En isolement et subissant des mauvais traitements
Quelques jours après son arrivée en Egypte, le ministère de l’Intérieur avait accusé le journaliste de « provocation envers les institutions de l’Etat et de propagation de fausses nouvelles dans le but de semer le chaos ». Ces accusations ont été réfutées par son employeur qui a appelé à sa libération immédiate et sans conditions. « Al Jazeera considère que toutes les accusations à l’encontre de Hussein sont le résultat de pratiques qui violent les normes et les conventions internationales et qui, malheureusement, prédominent en Egypte selon les rapports des organisations de défense des droits de l’Homme » a ainsi précisé la chaîne dans un communiqué.
De son côté, Mahmoud Hussein a déclaré qu’il subissait des mauvais traitements et était détenu dans une cellule isolée qui ne permet pas l’introduction de nourriture ou de vêtements. Privé de contact avec sa famille et ses avocats, sa détention prend une allure de punition dont beaucoup craignent qu’elle ne s’étale dans le temps.
Cette arrestation d’un journaliste d’Al Jazeera en Egypte est loin d’être un cas isolé.

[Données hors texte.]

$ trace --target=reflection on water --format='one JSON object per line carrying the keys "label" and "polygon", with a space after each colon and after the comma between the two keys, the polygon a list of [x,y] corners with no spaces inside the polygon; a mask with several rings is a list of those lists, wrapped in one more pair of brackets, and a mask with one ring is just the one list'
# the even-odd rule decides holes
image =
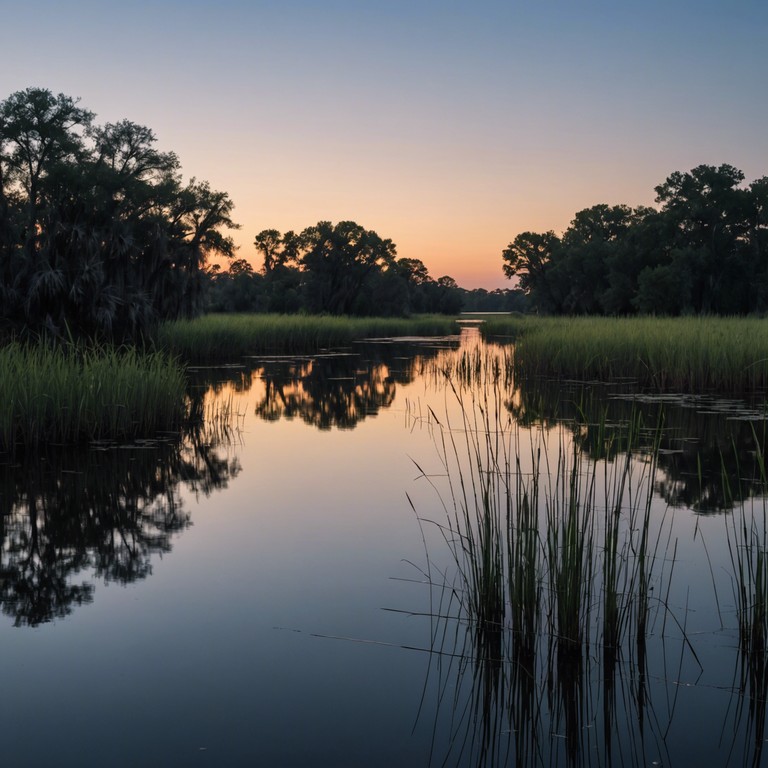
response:
{"label": "reflection on water", "polygon": [[[186,681],[193,669],[204,680],[204,696],[218,691],[216,710],[222,714],[217,733],[224,734],[220,743],[230,745],[229,762],[219,764],[257,764],[253,723],[271,717],[274,734],[265,731],[260,739],[274,764],[322,764],[323,755],[326,764],[353,764],[338,745],[359,731],[367,734],[359,739],[360,749],[369,749],[374,757],[391,744],[406,752],[403,745],[413,741],[416,747],[409,754],[418,752],[423,758],[406,760],[414,765],[430,763],[430,755],[431,764],[473,767],[677,765],[685,764],[686,757],[702,762],[713,754],[718,764],[730,760],[734,765],[758,765],[768,690],[768,630],[761,634],[761,628],[768,625],[768,610],[765,615],[748,611],[768,597],[768,536],[754,525],[764,509],[766,486],[761,473],[762,408],[707,397],[651,397],[619,384],[513,381],[507,367],[511,354],[511,348],[486,345],[466,334],[461,342],[380,341],[333,354],[253,358],[228,368],[199,369],[190,375],[195,426],[182,435],[88,451],[50,449],[23,462],[0,465],[0,603],[9,627],[34,627],[63,617],[68,618],[61,624],[79,626],[78,617],[88,612],[76,611],[77,606],[109,601],[99,582],[126,585],[144,580],[141,588],[149,591],[158,576],[148,577],[161,555],[175,547],[174,557],[168,559],[172,571],[184,549],[179,542],[186,544],[197,534],[195,554],[207,553],[209,539],[228,526],[237,527],[236,534],[222,534],[216,562],[213,556],[211,563],[192,556],[187,561],[193,561],[189,573],[203,572],[198,592],[188,602],[199,601],[201,611],[215,611],[227,626],[222,630],[226,637],[216,634],[216,620],[206,618],[199,656],[179,662],[175,673],[164,678],[169,697],[177,688],[190,696],[192,684]],[[426,467],[420,452],[425,446],[411,441],[422,428],[424,444],[430,435],[441,434],[437,419],[447,427],[446,435],[482,433],[476,423],[468,426],[457,420],[456,411],[453,421],[444,418],[444,410],[451,407],[446,403],[453,398],[451,386],[465,404],[477,405],[483,391],[492,393],[498,402],[493,413],[506,420],[510,435],[523,440],[536,434],[555,446],[553,467],[562,446],[567,456],[581,457],[586,475],[597,468],[589,475],[595,489],[592,501],[597,500],[591,508],[601,522],[592,529],[597,542],[592,559],[582,561],[587,576],[583,588],[589,589],[584,594],[590,597],[582,603],[582,608],[588,606],[583,614],[587,618],[577,622],[578,642],[569,639],[557,618],[557,575],[565,572],[565,539],[558,545],[547,539],[551,525],[537,527],[532,519],[517,518],[514,525],[506,520],[506,528],[499,530],[520,534],[515,541],[536,542],[539,560],[535,568],[520,567],[518,580],[513,584],[508,577],[504,589],[527,589],[536,610],[513,614],[509,606],[499,610],[498,604],[489,605],[478,621],[479,609],[467,610],[467,587],[452,571],[451,548],[463,546],[466,537],[444,526],[430,529],[424,521],[443,507],[438,504],[424,512],[414,502],[424,526],[422,581],[430,597],[428,607],[420,597],[412,613],[428,617],[429,635],[408,642],[395,637],[390,643],[387,638],[381,645],[427,647],[428,653],[418,659],[425,662],[426,683],[413,732],[409,721],[402,734],[382,727],[376,736],[354,719],[340,717],[335,722],[334,707],[347,697],[345,711],[354,714],[369,696],[387,717],[403,710],[415,717],[422,683],[414,681],[413,665],[408,667],[401,657],[391,660],[391,679],[378,680],[394,691],[387,703],[378,689],[361,692],[364,685],[355,687],[343,679],[343,664],[357,651],[363,671],[376,666],[363,655],[367,646],[347,654],[338,647],[327,651],[317,637],[309,646],[291,644],[313,632],[365,637],[375,644],[383,639],[380,632],[399,631],[399,625],[381,620],[373,620],[369,628],[356,627],[350,619],[352,629],[338,631],[333,624],[318,624],[330,622],[327,617],[336,616],[338,605],[346,611],[341,612],[344,617],[365,612],[359,605],[351,607],[358,579],[365,585],[365,608],[374,612],[388,603],[389,593],[374,597],[371,591],[377,587],[371,584],[374,578],[376,584],[386,582],[389,572],[382,567],[371,576],[365,570],[371,551],[385,548],[382,542],[387,542],[387,554],[379,556],[386,563],[399,563],[405,549],[411,559],[411,548],[420,551],[413,518],[406,527],[394,528],[393,504],[400,502],[387,501],[389,506],[379,509],[374,497],[383,495],[385,485],[395,486],[406,505],[408,483],[416,472],[407,460],[405,472],[394,467],[392,457],[413,455],[418,466]],[[486,410],[482,418],[488,415]],[[242,431],[237,428],[241,420]],[[364,421],[365,429],[354,430]],[[283,443],[290,441],[286,448]],[[670,526],[653,554],[654,567],[648,554],[648,570],[642,573],[640,566],[630,568],[644,546],[638,538],[641,526],[624,522],[619,527],[614,572],[604,560],[608,518],[603,508],[609,506],[605,488],[613,487],[606,478],[623,466],[629,441],[633,472],[645,474],[642,481],[633,474],[627,488],[636,499],[641,498],[641,487],[650,489],[648,506],[641,504],[641,510]],[[354,448],[344,454],[347,445]],[[657,458],[651,463],[654,446]],[[452,455],[459,454],[467,451]],[[517,467],[528,477],[530,455]],[[392,463],[382,465],[383,460]],[[317,472],[310,471],[313,462],[322,464]],[[438,486],[446,480],[448,463],[443,456],[433,466],[434,474],[425,469],[425,475]],[[485,498],[482,492],[474,494],[487,487],[498,466],[503,461],[486,465],[466,484],[467,498]],[[511,483],[513,476],[502,480]],[[237,483],[232,482],[235,478]],[[542,479],[531,514],[564,498],[568,484],[547,486],[551,482]],[[454,489],[460,485],[455,483]],[[358,486],[363,492],[356,495]],[[342,508],[345,494],[354,499],[349,509]],[[445,508],[452,510],[452,505],[452,497],[444,497]],[[521,505],[512,507],[519,510]],[[587,508],[576,507],[579,514]],[[500,510],[506,514],[508,508],[502,505]],[[719,514],[711,514],[715,512]],[[190,530],[193,522],[200,525]],[[203,526],[209,537],[205,541],[198,533]],[[505,553],[511,557],[508,549]],[[517,556],[517,565],[524,566],[532,550],[521,549]],[[342,562],[348,568],[343,577],[338,575]],[[615,605],[606,599],[611,584]],[[768,608],[768,599],[765,605]],[[611,606],[619,617],[613,629],[608,621]],[[188,614],[178,610],[174,621],[194,629],[175,640],[189,647],[195,632],[202,630],[189,618],[195,616],[193,609],[187,607]],[[278,625],[301,626],[306,632],[296,637],[291,633],[287,640],[286,633],[264,640],[252,629],[262,614],[263,632]],[[150,621],[158,621],[157,615]],[[49,629],[55,633],[59,627]],[[614,641],[605,642],[611,632]],[[625,641],[615,639],[619,637]],[[93,641],[91,652],[99,642]],[[152,640],[147,647],[154,648]],[[334,673],[333,680],[317,682],[313,676],[322,674],[328,656],[341,659],[338,679]],[[278,675],[272,667],[286,671]],[[410,676],[399,673],[400,667],[409,668]],[[356,674],[362,674],[360,669]],[[243,681],[240,698],[230,695],[237,681]],[[346,693],[337,695],[337,690]],[[193,705],[182,700],[184,695],[172,701],[182,713],[179,721],[197,716]],[[302,710],[305,699],[314,702],[311,712]],[[279,707],[275,702],[281,701],[282,715],[274,714]],[[312,745],[292,761],[281,760],[287,748],[279,739],[296,742],[296,721],[312,721],[323,706],[328,709],[325,725],[313,732]],[[197,709],[204,708],[198,701]],[[259,714],[253,715],[251,708]],[[198,722],[207,727],[212,719],[206,714]],[[707,746],[698,748],[686,739],[690,741],[702,722],[707,724],[708,733],[702,735]],[[115,738],[114,730],[102,721],[98,724]],[[162,745],[163,755],[170,754],[160,736],[156,743]],[[397,751],[391,749],[386,754]],[[173,759],[164,762],[173,764]],[[176,763],[190,764],[181,758]]]}
{"label": "reflection on water", "polygon": [[94,580],[152,572],[190,525],[184,484],[208,495],[239,470],[201,422],[183,437],[54,450],[0,465],[0,604],[16,626],[62,618],[94,597]]}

Le pays a en effet impulsé une campagne de répression à l’encontre des médias, des journalistes ou des ONG critiques envers le pouvoir. Alertées sur cette dégradation de la situation, les Nations unies ont appelé le régime à respecter ses engagements en matière de protection de la liberté de la presse. « Nous appelons à la résolution rapide de ce dossier en conformité avec les obligations égyptiennes en matière de protection de la liberté d’expression et de la liberté d’opinion », a récemment déclaré Stéphane Dujarric, porte-parole du Secrétaire général de l’ONU. De leur côté, Reporters sans frontières (RSF) ainsi que la Fédération Internationale des Journalistes (FIJ) ont dénoncé l'arrestation arbitraire et la détention de Mahmoud Hussein.
Inquiétant recul des libertés en Egypte
Depuis l'arrivée au pouvoir d’Abdelfattah al-Sissi, Al Jazeera est accusée par les autorités du Caire de soutenir le mouvement des Frères musulmans, qualifié d'"organisation terroriste" depuis une décision datant de 2014. Les journalistes de la chaîne sont systématiquement vilipendés par les autorités judiciaires qui les accusent « d'incitation à la sédition contre l'Etat et de diffusion de fausses informations ». Loin d’être l’expression d’une décision impartiale d’une justice indépendante, ces sentences sont le reflet de la mainmise totale de l’institution judiciaire dans les mains du pouvoir central. Preuve de cette descente aux enfers, Le Caire a récemment instrumentalisé des arrêtés de justice autour de la restitution (pourtant programmée) de quelques îles à l’Arabie Saoudite pour engager un bras de fer avec Riyad. Cette querelle judiciaire a gravement mis à mal le partenariat stratégique entre les deux pays et le roi Salman ben Abdelaziz ne cache plus son exaspération devant un régime qui, sur les grands dossiers régionaux (notamment la Syrie et le rapprochement avec l’Iran) semble prendre systématiquement le contre-pied de ses choix stratégiques. Signe des temps, Riyad est désormais bien plus proche de l’axe Turquie-Qatar et, afin de combler le déficit d’argent frais apporté par son puissant voisin, la junte militaire semble de plus en plus dépendante des subsides des Emirats arabes unis dont l’animosité envers l’islam politique porté par les Frères musulmans ne faiblit pas.
Au moins 30 journalistes sont emprisonnés en Egypte selon le Syndicat des journalistes égyptiens, et plus de 62 selon le Réseau arabe pour l’information sur les droits de l’homme (Anhri) qui tient compte des photographes et des indépendants. Selon le Comité pour la protection des journalistes, sept journalistes ont trouvé la mort depuis le coup d’Etat de juillet 2013 fomenté par l’armée qui a porté au pouvoir le maréchal Abdelfattah al-Sissi. De même, trois journalistes ont été condamnés à la peine de mort en mai 2016 dont deux d’Al Jazeera.
La situation des journalistes est de plus en plus mis à mal en Egypte, classée 159 sur 180 dans l'Indice mondial de liberté de la presse 2016 de RSF. Le pays est aujourd'hui l'une des plus grandes prisons à ciel ouvert pour les correspondants de presse après la Chine, l'Érythrée et l'Iran.